Schurende ontmoetingen
Inmiddels is er zo’n anderhalf jaar onderzoek gedaan. Dat heeft in twee fasen inzicht opgeleverd in de bouwstenen van een systeem voor hybride bankieren. Samen vormt dat een waardevolle aanzet. Maar gaandeweg het onderzoek is steeds duidelijker geworden dat succes afhangt van een heleboel factoren: fiscaal, juridisch, institutioneel enzovoorts. Denken in geld zit zo in de haarvaten van ons economisch denken, dat daar omheen kunnen denken al een opgave is. Ook al laat het onderzoek zien wat echt anders denken over geld inhoudt; het is pas het begin. De confrontatie met de (be)staande werkelijkheid zal nog voor veel ‘schurende’ ontmoetingen zorgen.
Prof. dr. Jan Jonker is hoogleraar Duurzaam Ondernemen aan de Radboud Universiteit te Nijmegen.
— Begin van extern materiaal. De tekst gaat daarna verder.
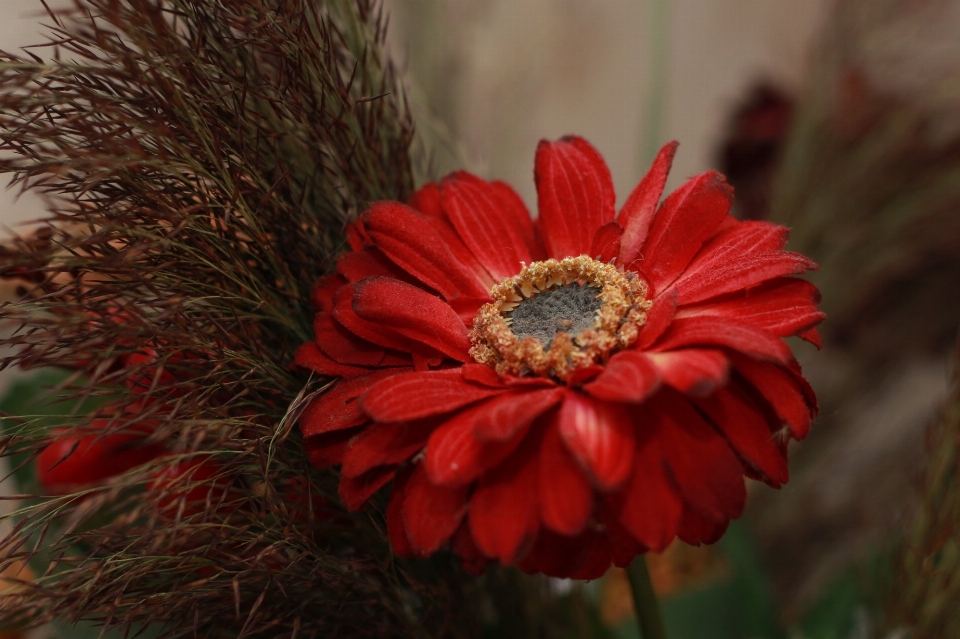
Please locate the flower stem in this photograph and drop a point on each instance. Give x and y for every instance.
(645, 601)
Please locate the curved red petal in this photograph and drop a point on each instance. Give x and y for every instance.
(356, 491)
(707, 472)
(606, 242)
(637, 212)
(740, 257)
(455, 456)
(412, 242)
(786, 393)
(413, 313)
(421, 394)
(504, 513)
(575, 195)
(513, 412)
(384, 445)
(721, 331)
(784, 307)
(694, 371)
(629, 376)
(685, 220)
(489, 229)
(566, 496)
(746, 429)
(431, 513)
(600, 435)
(651, 507)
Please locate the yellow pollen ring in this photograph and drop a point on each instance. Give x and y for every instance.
(623, 311)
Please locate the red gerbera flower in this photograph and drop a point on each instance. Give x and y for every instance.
(565, 392)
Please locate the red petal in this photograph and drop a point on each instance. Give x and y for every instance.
(683, 223)
(784, 307)
(384, 444)
(426, 200)
(600, 435)
(513, 205)
(310, 356)
(637, 212)
(421, 394)
(783, 391)
(504, 513)
(431, 514)
(337, 408)
(695, 529)
(510, 413)
(356, 491)
(490, 230)
(566, 496)
(658, 319)
(606, 243)
(413, 313)
(748, 433)
(708, 474)
(651, 509)
(720, 331)
(456, 457)
(693, 371)
(740, 257)
(411, 242)
(629, 376)
(396, 531)
(575, 195)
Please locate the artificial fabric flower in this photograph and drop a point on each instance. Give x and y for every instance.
(565, 392)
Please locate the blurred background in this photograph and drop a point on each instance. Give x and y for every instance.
(838, 118)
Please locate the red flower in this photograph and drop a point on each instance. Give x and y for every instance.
(566, 392)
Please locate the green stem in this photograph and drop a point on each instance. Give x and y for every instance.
(645, 601)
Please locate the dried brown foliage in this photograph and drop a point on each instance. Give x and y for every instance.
(201, 158)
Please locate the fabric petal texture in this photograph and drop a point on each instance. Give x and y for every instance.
(559, 392)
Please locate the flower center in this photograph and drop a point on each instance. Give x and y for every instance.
(555, 317)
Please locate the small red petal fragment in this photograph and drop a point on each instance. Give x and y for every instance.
(736, 259)
(630, 376)
(455, 456)
(600, 435)
(384, 444)
(694, 371)
(431, 513)
(310, 357)
(708, 474)
(683, 223)
(421, 394)
(504, 513)
(396, 531)
(357, 491)
(606, 243)
(412, 243)
(695, 529)
(337, 408)
(658, 319)
(566, 496)
(490, 230)
(783, 391)
(747, 431)
(637, 212)
(720, 331)
(575, 195)
(652, 508)
(510, 413)
(413, 313)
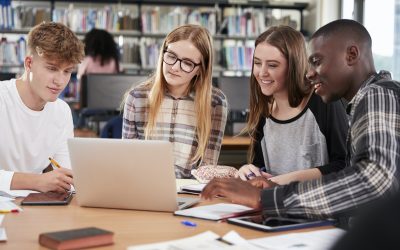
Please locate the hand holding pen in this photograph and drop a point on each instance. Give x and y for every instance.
(249, 171)
(58, 180)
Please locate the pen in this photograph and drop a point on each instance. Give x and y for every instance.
(9, 211)
(263, 169)
(54, 163)
(188, 223)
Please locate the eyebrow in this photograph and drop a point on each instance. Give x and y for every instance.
(183, 58)
(256, 58)
(313, 56)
Daarnaast bekleedt hij de Pierre de Fermat leerstoel aan de Toulouse Business School in Frankrijk. Zijn werk concentreert zich op drie samenhangende thema’s: de opkomst van de WEconomy, het ontwikkelen van nieuwe businessmodellen en anders denken over geld oftewel ‘hybride bankieren’.
Eerder gepubliceerd op Executive Finance.